Psicologia, Sport e Disabilità (1°parte)

Psicologia, Sport e Disabilità (1°parte)

L’idea di questo di questo articolo nasce da un webinair presentato all’Ordine degli Psicologi del Lazio insieme a Matteo Simone, psicologo psicoterapeuta gestaltista e grande sportivo.

La prima cosa che ci sentiamo di puntualizzare con Matteo è la definizione di disabilità “disabile o handicap è la condizione di chi in seguito ad una o più menomazioni ha una ridotta capacità d’interazione con l’ambiente sociale rispetto a chi è considerato nella norma, pertanto è meno autonomo nello svolgere le attività quotidiane e spesso in condizione di svantaggio nel partecipare alla vita sociale” (Galimberti, 2008).

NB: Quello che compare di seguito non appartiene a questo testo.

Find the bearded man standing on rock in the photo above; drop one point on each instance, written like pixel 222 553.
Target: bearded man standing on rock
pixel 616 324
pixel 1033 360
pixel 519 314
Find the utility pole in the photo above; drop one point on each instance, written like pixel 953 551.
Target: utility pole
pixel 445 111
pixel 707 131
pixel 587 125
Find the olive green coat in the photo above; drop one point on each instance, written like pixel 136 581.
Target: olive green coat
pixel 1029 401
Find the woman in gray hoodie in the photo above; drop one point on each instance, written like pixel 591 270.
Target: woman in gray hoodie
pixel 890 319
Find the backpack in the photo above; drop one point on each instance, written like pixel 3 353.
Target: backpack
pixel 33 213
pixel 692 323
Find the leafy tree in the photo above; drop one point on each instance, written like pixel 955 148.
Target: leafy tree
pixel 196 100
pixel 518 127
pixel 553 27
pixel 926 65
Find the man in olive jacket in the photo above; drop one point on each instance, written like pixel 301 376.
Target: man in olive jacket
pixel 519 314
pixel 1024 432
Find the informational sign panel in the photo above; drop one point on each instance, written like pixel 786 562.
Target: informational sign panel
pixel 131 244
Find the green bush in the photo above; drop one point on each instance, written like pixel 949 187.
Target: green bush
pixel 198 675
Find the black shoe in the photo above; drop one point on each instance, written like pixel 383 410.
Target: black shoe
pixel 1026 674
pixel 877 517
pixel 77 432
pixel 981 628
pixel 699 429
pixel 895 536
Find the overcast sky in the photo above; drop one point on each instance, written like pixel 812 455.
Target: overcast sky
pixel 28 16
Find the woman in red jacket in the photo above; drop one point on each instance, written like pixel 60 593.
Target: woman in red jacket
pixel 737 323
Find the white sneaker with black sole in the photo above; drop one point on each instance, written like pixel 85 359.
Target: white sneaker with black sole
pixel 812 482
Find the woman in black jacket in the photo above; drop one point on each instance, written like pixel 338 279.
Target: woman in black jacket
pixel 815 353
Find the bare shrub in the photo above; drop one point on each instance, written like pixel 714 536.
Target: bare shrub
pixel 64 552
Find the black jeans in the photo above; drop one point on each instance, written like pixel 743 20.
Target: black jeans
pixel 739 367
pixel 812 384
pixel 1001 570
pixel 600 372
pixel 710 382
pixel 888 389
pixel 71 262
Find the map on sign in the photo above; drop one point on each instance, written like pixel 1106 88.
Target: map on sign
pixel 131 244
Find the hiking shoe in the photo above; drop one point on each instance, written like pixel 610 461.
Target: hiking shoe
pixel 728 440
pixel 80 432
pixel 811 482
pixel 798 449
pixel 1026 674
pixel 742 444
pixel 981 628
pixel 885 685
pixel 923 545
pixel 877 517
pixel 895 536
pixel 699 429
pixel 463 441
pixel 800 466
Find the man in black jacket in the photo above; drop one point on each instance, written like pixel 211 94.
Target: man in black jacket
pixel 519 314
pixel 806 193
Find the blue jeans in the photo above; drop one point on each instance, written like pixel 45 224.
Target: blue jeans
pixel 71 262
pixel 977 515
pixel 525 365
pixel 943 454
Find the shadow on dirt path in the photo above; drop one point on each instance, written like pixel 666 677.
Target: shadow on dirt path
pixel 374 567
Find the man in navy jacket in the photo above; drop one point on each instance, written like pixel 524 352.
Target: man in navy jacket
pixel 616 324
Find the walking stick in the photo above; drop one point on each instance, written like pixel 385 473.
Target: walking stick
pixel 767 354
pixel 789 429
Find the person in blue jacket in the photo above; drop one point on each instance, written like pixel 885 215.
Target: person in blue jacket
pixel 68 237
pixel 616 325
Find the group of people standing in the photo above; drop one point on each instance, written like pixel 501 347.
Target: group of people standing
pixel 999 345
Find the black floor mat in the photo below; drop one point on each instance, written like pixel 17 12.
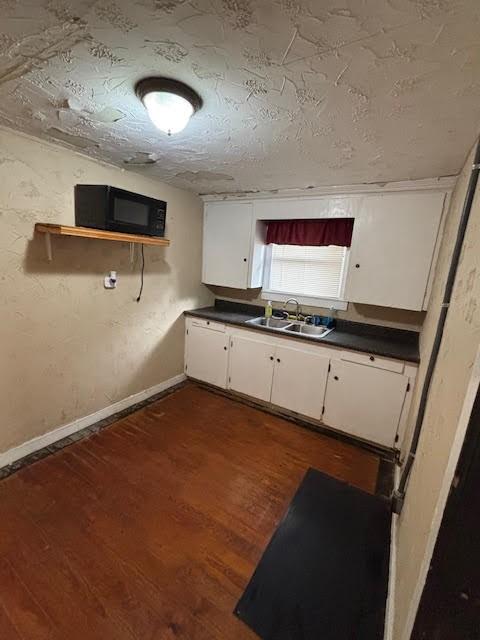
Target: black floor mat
pixel 324 573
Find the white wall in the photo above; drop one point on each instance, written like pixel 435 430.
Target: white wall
pixel 68 346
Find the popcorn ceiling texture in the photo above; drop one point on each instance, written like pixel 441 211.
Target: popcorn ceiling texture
pixel 297 93
pixel 69 347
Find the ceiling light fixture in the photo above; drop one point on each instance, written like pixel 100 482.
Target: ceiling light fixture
pixel 169 103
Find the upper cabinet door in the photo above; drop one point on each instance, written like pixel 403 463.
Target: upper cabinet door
pixel 227 244
pixel 392 249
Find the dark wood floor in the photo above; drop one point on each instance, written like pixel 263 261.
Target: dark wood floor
pixel 151 529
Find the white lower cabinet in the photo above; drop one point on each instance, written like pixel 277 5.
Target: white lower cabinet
pixel 365 401
pixel 251 367
pixel 361 394
pixel 206 355
pixel 299 381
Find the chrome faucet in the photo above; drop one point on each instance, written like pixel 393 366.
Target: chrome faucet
pixel 297 314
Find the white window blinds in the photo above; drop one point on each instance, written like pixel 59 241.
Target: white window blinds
pixel 308 271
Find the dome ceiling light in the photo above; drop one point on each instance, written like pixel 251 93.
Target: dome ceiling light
pixel 170 103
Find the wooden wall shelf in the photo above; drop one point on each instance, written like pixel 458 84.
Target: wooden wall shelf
pixel 97 234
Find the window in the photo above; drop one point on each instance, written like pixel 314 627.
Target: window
pixel 315 274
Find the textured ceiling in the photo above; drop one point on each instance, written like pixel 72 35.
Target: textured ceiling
pixel 296 93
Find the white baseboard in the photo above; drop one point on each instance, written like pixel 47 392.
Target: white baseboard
pixel 392 572
pixel 25 449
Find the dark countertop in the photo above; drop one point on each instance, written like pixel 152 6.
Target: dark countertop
pixel 368 338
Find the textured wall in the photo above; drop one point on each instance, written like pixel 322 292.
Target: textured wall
pixel 449 385
pixel 296 92
pixel 68 346
pixel 399 318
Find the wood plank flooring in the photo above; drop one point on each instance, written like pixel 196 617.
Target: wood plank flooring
pixel 151 529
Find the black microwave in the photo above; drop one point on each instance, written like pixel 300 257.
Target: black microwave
pixel 102 207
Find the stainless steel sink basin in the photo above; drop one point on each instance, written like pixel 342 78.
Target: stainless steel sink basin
pixel 308 329
pixel 299 329
pixel 271 323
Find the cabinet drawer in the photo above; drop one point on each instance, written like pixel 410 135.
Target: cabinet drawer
pixel 207 324
pixel 372 360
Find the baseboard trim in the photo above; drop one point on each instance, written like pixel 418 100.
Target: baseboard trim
pixel 49 438
pixel 392 574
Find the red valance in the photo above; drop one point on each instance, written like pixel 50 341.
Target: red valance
pixel 320 232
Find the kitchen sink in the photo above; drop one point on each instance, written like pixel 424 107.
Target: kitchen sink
pixel 271 323
pixel 299 329
pixel 308 329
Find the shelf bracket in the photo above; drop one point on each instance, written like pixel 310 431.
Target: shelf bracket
pixel 48 246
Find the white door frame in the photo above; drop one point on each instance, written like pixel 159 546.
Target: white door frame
pixel 462 425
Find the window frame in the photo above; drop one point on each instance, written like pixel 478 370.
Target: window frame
pixel 339 303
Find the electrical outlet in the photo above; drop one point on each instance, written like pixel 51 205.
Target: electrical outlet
pixel 110 281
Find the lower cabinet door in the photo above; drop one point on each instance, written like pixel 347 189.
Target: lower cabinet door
pixel 251 367
pixel 206 355
pixel 364 401
pixel 299 381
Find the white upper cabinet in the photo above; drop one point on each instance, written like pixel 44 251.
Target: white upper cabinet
pixel 391 257
pixel 392 249
pixel 232 253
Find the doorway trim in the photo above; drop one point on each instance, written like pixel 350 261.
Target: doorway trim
pixel 462 425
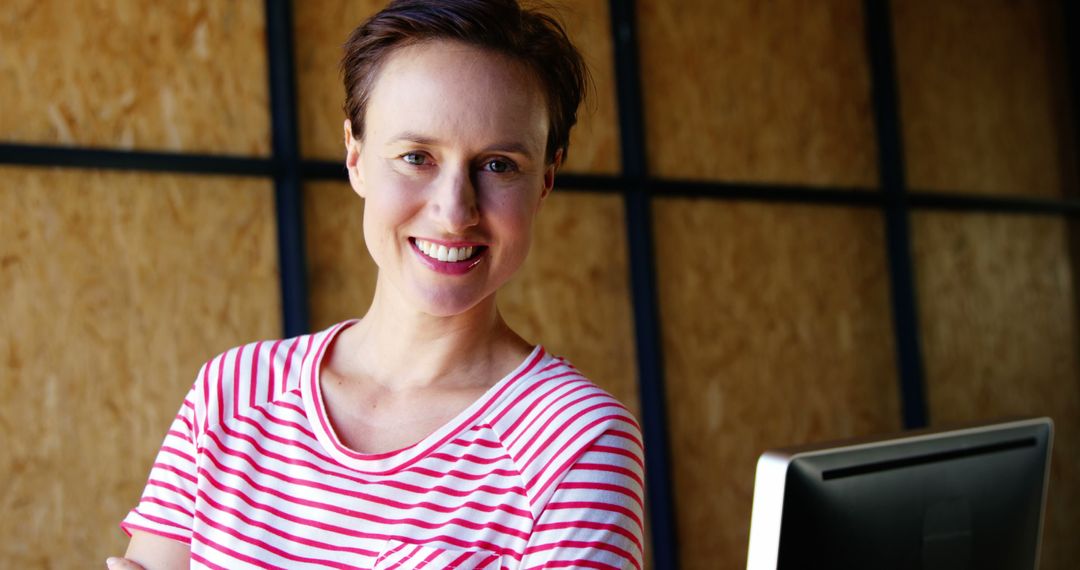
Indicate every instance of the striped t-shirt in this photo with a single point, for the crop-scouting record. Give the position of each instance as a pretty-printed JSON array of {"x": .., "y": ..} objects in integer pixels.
[{"x": 543, "y": 471}]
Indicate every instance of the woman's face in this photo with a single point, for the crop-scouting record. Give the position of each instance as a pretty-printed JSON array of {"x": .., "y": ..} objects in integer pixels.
[{"x": 453, "y": 172}]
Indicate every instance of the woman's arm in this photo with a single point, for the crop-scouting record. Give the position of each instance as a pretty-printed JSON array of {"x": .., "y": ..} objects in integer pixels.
[{"x": 151, "y": 552}]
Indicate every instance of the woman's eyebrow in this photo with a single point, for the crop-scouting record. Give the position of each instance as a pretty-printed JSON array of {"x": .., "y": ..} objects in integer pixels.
[
  {"x": 409, "y": 136},
  {"x": 509, "y": 147}
]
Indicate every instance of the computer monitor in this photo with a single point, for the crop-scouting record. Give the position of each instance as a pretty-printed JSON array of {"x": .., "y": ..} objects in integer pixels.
[{"x": 968, "y": 498}]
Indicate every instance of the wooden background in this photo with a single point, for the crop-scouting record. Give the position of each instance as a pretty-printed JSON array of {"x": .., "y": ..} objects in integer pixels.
[{"x": 775, "y": 317}]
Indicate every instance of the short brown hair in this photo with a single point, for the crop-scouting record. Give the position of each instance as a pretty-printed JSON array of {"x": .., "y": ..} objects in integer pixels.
[{"x": 528, "y": 36}]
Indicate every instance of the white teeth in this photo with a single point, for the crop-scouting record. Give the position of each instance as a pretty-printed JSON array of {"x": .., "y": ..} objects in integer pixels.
[{"x": 444, "y": 254}]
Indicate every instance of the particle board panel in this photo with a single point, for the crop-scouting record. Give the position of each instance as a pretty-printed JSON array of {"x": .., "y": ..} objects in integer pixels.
[
  {"x": 322, "y": 27},
  {"x": 126, "y": 75},
  {"x": 761, "y": 92},
  {"x": 999, "y": 335},
  {"x": 777, "y": 330},
  {"x": 119, "y": 286},
  {"x": 982, "y": 94},
  {"x": 340, "y": 271},
  {"x": 572, "y": 294}
]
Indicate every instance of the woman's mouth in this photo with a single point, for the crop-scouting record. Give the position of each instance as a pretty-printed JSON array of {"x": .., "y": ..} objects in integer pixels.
[{"x": 447, "y": 254}]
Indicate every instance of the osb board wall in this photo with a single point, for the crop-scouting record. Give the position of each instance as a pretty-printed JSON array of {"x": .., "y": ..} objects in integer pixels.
[
  {"x": 982, "y": 95},
  {"x": 130, "y": 73},
  {"x": 777, "y": 330},
  {"x": 116, "y": 288},
  {"x": 340, "y": 271},
  {"x": 571, "y": 295},
  {"x": 322, "y": 27},
  {"x": 999, "y": 337},
  {"x": 742, "y": 90}
]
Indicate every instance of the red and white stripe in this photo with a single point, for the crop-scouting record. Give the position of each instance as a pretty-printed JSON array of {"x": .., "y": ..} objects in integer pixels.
[{"x": 543, "y": 471}]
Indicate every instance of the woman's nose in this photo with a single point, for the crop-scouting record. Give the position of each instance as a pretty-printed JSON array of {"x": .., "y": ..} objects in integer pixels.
[{"x": 455, "y": 202}]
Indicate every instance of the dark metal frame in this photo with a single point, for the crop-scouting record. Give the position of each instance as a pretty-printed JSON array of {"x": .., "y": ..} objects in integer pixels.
[{"x": 895, "y": 202}]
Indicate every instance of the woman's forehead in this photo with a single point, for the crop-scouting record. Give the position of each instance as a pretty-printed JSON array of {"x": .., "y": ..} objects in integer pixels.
[{"x": 450, "y": 90}]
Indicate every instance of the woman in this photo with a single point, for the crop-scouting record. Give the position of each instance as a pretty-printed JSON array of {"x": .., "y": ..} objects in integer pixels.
[{"x": 427, "y": 433}]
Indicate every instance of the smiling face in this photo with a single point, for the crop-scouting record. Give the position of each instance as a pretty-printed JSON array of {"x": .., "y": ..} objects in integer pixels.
[{"x": 451, "y": 167}]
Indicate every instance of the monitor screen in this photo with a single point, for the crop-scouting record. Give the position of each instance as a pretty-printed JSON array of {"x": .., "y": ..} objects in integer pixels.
[{"x": 946, "y": 499}]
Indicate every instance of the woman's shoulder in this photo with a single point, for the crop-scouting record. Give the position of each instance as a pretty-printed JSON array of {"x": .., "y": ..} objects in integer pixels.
[
  {"x": 554, "y": 418},
  {"x": 257, "y": 372},
  {"x": 556, "y": 403}
]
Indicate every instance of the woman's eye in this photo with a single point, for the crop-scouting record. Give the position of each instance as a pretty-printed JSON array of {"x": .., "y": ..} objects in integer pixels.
[
  {"x": 415, "y": 159},
  {"x": 499, "y": 166}
]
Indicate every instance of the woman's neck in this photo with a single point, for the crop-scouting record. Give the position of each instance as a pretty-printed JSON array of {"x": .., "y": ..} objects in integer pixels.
[{"x": 401, "y": 348}]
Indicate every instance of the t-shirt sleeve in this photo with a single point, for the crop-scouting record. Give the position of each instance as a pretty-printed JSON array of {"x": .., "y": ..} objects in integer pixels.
[
  {"x": 166, "y": 507},
  {"x": 594, "y": 517}
]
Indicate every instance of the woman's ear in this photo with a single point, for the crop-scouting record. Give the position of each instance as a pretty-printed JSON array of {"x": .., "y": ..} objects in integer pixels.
[
  {"x": 352, "y": 160},
  {"x": 549, "y": 174}
]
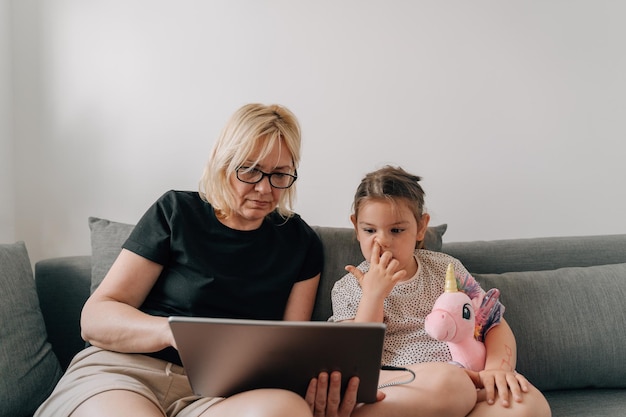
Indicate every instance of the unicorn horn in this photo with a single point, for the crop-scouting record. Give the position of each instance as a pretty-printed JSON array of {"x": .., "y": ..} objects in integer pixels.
[{"x": 450, "y": 279}]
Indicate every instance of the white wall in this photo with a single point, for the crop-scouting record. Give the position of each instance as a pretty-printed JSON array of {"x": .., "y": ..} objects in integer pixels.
[
  {"x": 7, "y": 193},
  {"x": 513, "y": 112}
]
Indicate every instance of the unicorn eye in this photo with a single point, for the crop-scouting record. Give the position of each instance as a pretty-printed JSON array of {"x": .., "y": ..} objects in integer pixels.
[{"x": 467, "y": 312}]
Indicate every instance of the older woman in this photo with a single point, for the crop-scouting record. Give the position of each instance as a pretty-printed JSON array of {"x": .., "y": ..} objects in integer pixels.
[{"x": 226, "y": 251}]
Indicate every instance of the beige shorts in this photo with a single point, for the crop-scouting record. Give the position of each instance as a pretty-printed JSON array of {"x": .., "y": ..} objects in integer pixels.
[{"x": 95, "y": 370}]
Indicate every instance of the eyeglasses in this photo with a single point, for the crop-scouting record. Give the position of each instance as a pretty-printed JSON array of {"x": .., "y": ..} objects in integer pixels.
[{"x": 277, "y": 179}]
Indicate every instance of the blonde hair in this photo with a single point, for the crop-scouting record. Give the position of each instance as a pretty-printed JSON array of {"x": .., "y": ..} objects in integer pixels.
[{"x": 253, "y": 127}]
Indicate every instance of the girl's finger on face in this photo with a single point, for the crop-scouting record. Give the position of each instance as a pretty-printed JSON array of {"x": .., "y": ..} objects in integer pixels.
[{"x": 375, "y": 253}]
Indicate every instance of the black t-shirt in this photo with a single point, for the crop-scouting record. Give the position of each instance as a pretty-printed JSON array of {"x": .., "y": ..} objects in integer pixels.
[{"x": 211, "y": 270}]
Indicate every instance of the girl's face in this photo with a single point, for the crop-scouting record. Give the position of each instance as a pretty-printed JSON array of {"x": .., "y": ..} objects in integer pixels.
[
  {"x": 393, "y": 226},
  {"x": 255, "y": 201}
]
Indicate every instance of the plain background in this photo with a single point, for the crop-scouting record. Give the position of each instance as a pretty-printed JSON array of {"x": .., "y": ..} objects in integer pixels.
[{"x": 513, "y": 112}]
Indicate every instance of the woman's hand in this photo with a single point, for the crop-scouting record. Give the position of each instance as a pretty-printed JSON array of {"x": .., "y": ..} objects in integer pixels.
[
  {"x": 324, "y": 395},
  {"x": 503, "y": 384}
]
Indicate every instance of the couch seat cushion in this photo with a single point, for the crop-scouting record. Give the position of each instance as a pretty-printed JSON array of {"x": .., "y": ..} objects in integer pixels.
[{"x": 29, "y": 369}]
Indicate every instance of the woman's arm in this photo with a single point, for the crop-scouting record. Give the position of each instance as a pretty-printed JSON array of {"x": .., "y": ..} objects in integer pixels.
[
  {"x": 499, "y": 378},
  {"x": 110, "y": 318}
]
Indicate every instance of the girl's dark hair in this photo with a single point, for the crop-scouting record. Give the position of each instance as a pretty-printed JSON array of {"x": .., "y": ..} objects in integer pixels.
[{"x": 391, "y": 183}]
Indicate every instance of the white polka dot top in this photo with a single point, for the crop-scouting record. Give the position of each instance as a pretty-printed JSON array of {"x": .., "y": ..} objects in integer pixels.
[{"x": 406, "y": 307}]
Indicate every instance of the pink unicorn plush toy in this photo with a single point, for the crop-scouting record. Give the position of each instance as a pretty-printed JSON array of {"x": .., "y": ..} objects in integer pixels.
[{"x": 453, "y": 320}]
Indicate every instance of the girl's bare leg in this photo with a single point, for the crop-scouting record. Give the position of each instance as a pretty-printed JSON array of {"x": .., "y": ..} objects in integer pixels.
[
  {"x": 439, "y": 389},
  {"x": 533, "y": 404},
  {"x": 260, "y": 403}
]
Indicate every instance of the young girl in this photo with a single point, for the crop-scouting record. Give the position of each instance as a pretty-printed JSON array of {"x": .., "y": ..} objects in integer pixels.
[{"x": 398, "y": 284}]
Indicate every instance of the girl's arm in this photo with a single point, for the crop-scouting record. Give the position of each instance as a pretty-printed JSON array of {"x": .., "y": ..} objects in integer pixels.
[
  {"x": 501, "y": 348},
  {"x": 499, "y": 378}
]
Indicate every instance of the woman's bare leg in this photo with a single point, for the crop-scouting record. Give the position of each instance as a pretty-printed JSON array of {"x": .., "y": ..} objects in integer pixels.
[
  {"x": 119, "y": 403},
  {"x": 260, "y": 403},
  {"x": 439, "y": 389}
]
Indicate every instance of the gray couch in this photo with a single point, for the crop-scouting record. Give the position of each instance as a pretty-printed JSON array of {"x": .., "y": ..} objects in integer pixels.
[{"x": 564, "y": 296}]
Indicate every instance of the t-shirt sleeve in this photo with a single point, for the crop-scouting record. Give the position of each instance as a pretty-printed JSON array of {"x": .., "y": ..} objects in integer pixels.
[
  {"x": 151, "y": 236},
  {"x": 314, "y": 260}
]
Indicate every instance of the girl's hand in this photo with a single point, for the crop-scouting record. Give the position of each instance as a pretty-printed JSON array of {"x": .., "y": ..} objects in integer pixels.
[
  {"x": 383, "y": 273},
  {"x": 503, "y": 384}
]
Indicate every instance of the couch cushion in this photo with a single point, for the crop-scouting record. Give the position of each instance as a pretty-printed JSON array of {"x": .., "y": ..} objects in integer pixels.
[
  {"x": 107, "y": 238},
  {"x": 29, "y": 369},
  {"x": 571, "y": 318}
]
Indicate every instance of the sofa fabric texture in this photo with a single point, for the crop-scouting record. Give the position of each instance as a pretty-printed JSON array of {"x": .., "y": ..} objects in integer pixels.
[
  {"x": 28, "y": 367},
  {"x": 564, "y": 299}
]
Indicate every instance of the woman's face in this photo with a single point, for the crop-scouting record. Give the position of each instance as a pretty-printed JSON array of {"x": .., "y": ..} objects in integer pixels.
[
  {"x": 255, "y": 201},
  {"x": 392, "y": 226}
]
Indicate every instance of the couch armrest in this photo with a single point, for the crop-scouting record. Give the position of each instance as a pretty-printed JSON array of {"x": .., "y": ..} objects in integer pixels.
[{"x": 63, "y": 287}]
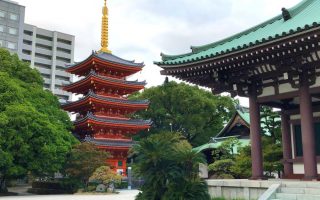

Oltre alla definizione di disabilità va chiarita anche la definizione di menomazione intesa come perdita o anormalità fisiologica, fisica o psicologica e rappresenta uno stato patologico, se la disfunzione è congenita di parla di minorazione. Per disabilità si intende una limitazione nella capacità di agire dovuta ad una minorazione o menomazione. Per handicap, che forse è la parola più utilizzata anche in maniera impropria, si intende rappresenta uno svantaggio sociale della persona con disabilità.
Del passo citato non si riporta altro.